The Bavarian Alternative für Deutschland (AfD) parliamentary group on Friday, October 27th, issued a public statement revealing that the Würzburg public prosecutor’s office had issued an arrest warrant against newly-elected AfD MP Daniel Halemba without providing a reason why.
The law firm representing the 22-year-old AfD lawmaker, who is set to become the youngest politician in the Bavarian chamber when it sits for its first session next week, said the investigation was being carried out for “politically motivated reasons during election campaigns on suspicion of incitement to hatred for the use of symbols of unconstitutional organization,” Berlin-based daily Junge Freiheit reports.
The court proceedings allegedly stem from a photograph that was taken of a wine bottle upon which a symbol prohibited by Section 130 of the Criminal Code, pertaining to incitement to hatred, was shown. According to authorities, the photo was taken at the residence of the Teutonia Prague fraternity, where Halemba was living, in Würzburg.
Police, however, during a raid of the residence last month, failed to locate the alleged wine bottle adorned with the illegal image. Apparently, and rather conveniently, other material authorities called “suspicious” was found while the search was being conducted, Lubravko Mandić, Halemba’s lawyer said.
Additionally, Mandić said that following a “preliminary assessment, there is no truth to all the allegations of the members of the Prague Teutonia,” and added that there is “no urgent suspicion whatsoever.” He also alleges that police exerted undue pressure on individuals facing charges to compel them to make an incriminating statement that would implicate others. When both coercion and the proposal of a ‘deal’ proved ineffective, an arrest warrant was issued for Halemba.
Halemba, for his part, commented on the matter in a video message posted to social media networks, saying that the state was using its might to suppress the AfD. He argued that the state sought to imprison him three days before the beginning of the new parliamentary session with a “completely arbitrary arrest warrant” and accused the CSU of “hunting” the democratic opposition.

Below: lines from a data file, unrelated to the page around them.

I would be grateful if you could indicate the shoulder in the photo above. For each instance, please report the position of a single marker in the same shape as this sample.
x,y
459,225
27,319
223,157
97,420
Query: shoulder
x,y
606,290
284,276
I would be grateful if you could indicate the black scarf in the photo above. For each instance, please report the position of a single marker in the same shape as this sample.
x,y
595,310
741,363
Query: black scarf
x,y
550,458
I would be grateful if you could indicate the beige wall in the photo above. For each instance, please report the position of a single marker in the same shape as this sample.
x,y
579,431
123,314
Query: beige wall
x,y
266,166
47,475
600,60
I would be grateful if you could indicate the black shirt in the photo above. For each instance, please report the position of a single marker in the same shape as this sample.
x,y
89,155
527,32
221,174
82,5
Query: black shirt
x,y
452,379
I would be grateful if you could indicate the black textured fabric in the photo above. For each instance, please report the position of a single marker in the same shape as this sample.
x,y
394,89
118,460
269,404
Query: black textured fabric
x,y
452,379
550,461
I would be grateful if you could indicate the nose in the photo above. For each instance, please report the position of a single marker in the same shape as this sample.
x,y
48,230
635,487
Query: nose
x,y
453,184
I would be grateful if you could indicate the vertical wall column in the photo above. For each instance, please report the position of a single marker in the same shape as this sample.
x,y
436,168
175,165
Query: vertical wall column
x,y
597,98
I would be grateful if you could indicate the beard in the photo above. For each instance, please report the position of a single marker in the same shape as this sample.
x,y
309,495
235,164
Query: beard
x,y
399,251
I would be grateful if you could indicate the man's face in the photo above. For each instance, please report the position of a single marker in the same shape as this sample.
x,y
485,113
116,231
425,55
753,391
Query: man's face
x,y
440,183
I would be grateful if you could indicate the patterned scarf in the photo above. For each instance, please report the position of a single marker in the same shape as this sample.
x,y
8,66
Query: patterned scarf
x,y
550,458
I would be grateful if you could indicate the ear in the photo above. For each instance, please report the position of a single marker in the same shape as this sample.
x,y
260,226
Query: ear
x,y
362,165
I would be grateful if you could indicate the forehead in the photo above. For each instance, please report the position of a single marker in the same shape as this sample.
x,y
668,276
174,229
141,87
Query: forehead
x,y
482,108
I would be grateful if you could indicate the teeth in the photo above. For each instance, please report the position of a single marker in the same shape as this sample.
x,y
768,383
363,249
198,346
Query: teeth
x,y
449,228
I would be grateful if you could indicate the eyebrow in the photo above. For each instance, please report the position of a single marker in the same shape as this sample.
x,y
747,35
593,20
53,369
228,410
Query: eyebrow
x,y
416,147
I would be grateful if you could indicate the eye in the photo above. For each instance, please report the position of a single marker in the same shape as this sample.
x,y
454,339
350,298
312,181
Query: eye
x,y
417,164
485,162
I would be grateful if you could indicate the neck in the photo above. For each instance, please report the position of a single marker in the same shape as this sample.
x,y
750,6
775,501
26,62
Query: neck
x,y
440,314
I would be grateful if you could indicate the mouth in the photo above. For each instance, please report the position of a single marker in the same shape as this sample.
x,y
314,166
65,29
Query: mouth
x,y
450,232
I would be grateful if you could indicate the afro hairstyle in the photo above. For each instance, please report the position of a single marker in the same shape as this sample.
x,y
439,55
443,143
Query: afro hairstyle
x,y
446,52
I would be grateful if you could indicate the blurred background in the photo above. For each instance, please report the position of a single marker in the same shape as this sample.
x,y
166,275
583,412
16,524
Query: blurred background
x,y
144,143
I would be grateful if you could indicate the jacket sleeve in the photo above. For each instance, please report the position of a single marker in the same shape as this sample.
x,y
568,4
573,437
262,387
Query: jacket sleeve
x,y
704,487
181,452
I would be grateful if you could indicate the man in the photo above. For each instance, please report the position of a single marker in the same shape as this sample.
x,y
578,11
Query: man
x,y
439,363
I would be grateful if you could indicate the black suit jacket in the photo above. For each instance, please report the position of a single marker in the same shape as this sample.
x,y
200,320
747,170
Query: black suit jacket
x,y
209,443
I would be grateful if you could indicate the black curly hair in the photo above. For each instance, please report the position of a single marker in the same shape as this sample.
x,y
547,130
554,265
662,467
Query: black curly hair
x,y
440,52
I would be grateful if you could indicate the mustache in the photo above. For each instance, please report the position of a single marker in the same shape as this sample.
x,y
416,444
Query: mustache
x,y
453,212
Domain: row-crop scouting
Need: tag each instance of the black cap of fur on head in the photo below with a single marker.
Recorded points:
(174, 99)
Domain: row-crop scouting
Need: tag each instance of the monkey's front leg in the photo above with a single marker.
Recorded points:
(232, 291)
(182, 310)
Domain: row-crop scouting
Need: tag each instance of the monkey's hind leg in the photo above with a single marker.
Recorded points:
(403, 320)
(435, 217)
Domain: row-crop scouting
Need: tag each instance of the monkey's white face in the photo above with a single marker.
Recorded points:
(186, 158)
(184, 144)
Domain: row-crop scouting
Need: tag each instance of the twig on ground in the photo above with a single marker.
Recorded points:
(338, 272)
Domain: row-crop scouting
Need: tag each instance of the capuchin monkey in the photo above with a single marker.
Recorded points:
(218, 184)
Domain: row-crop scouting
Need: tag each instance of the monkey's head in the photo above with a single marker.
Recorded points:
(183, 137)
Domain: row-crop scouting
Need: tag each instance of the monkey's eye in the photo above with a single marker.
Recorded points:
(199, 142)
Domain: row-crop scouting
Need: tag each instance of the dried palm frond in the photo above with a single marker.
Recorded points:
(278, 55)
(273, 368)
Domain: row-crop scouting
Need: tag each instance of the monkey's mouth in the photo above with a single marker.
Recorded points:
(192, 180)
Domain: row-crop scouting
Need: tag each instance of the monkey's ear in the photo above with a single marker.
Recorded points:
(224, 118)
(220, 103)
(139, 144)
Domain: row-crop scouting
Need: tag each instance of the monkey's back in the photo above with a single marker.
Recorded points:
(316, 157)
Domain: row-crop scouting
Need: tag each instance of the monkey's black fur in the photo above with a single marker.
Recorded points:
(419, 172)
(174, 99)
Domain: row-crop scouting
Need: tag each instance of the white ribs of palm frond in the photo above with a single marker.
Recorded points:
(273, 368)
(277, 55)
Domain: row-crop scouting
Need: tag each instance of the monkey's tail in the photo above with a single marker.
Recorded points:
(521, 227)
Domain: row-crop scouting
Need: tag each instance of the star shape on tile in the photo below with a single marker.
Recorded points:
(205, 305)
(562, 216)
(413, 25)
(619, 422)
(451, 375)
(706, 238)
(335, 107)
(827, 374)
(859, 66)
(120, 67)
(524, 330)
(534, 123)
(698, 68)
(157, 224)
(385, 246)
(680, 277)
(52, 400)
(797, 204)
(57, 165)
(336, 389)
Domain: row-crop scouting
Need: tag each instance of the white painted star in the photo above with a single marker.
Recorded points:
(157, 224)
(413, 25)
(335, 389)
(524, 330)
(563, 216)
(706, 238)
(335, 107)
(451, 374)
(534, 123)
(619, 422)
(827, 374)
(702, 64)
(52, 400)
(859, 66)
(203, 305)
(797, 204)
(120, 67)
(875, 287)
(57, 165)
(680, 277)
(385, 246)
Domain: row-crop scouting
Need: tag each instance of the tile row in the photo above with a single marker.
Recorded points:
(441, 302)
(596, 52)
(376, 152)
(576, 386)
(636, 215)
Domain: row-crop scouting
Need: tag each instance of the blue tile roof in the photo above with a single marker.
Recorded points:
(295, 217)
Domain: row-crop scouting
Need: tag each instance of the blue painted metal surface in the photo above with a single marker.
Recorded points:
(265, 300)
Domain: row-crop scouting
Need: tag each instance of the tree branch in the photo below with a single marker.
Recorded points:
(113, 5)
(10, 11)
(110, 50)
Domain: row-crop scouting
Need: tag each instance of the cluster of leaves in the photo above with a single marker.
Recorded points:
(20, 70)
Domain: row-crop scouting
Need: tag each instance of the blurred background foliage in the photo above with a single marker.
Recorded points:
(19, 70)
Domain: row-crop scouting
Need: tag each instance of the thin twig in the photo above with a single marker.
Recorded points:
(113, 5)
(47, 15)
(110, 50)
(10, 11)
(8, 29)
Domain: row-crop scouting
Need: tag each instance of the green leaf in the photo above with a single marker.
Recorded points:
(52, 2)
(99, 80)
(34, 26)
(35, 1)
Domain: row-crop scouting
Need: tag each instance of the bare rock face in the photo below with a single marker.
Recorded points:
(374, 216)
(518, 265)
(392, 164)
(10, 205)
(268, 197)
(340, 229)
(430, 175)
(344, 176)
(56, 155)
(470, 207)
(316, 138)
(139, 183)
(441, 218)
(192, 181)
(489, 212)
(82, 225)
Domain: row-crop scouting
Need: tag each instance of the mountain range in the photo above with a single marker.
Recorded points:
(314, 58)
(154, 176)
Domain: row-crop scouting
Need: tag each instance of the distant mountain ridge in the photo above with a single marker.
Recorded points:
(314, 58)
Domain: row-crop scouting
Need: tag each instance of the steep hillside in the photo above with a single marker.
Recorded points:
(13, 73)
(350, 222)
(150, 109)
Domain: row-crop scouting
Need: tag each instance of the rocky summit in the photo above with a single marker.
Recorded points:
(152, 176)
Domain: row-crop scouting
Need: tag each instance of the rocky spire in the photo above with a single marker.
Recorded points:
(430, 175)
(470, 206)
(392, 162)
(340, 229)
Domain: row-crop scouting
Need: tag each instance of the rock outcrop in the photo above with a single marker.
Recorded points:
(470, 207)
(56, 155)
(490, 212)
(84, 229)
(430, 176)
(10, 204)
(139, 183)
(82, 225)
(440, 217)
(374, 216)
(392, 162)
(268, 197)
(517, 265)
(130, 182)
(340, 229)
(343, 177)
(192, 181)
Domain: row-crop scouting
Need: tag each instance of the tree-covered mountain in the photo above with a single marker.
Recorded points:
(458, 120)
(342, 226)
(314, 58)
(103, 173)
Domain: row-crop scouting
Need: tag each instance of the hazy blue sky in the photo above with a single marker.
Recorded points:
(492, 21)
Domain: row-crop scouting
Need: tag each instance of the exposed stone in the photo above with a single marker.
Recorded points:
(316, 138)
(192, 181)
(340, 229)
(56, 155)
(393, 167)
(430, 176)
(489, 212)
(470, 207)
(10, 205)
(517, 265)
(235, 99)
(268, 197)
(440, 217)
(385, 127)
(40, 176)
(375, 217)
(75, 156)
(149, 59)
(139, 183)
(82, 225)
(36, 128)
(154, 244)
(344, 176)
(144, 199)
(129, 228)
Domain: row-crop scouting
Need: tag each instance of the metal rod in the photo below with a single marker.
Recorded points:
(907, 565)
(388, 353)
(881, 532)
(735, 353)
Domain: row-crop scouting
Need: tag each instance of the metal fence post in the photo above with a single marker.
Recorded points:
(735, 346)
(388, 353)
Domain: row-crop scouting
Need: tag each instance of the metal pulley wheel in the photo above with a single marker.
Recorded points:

“This is yet another case of abuse by the police apparatus, which seeks to intimidate and defame its enemies, against the democratic opposition,” AfD MP Petr Bystron, who serves as the party’s federal foreign policy spokesman, told The European Conservative:
The AfD is the opposition leader in Bavaria. In the state parliament. Halemba would have been the youngest member of parliament to lead the opening session. Now, this news has been replaced by headlines about this political arrest warrant. While one might expect to see the weaponization of the states against the opposition in states like Turkey, it’s shocking to see it happening in Germany.
Bavarian AfD parliamentary group leader Katrin Ebner-Steiner called the proceedings against her colleague an “indictment of our democracy.”
Sven W. Titschler, the deputy chairman of the AfD’s parliamentary group in North Rhine Westphalia compared the Bavarian state’s actions, correctly or incorrectly, to Nazi Germany, writing on Twitter: “Fun fact: The last time German MPs were locked up shortly before the constitution of their parliament was in 1933.”
Halemba, after having turned himself in on Monday, October 30th, is expected to be brought before a judge the same day.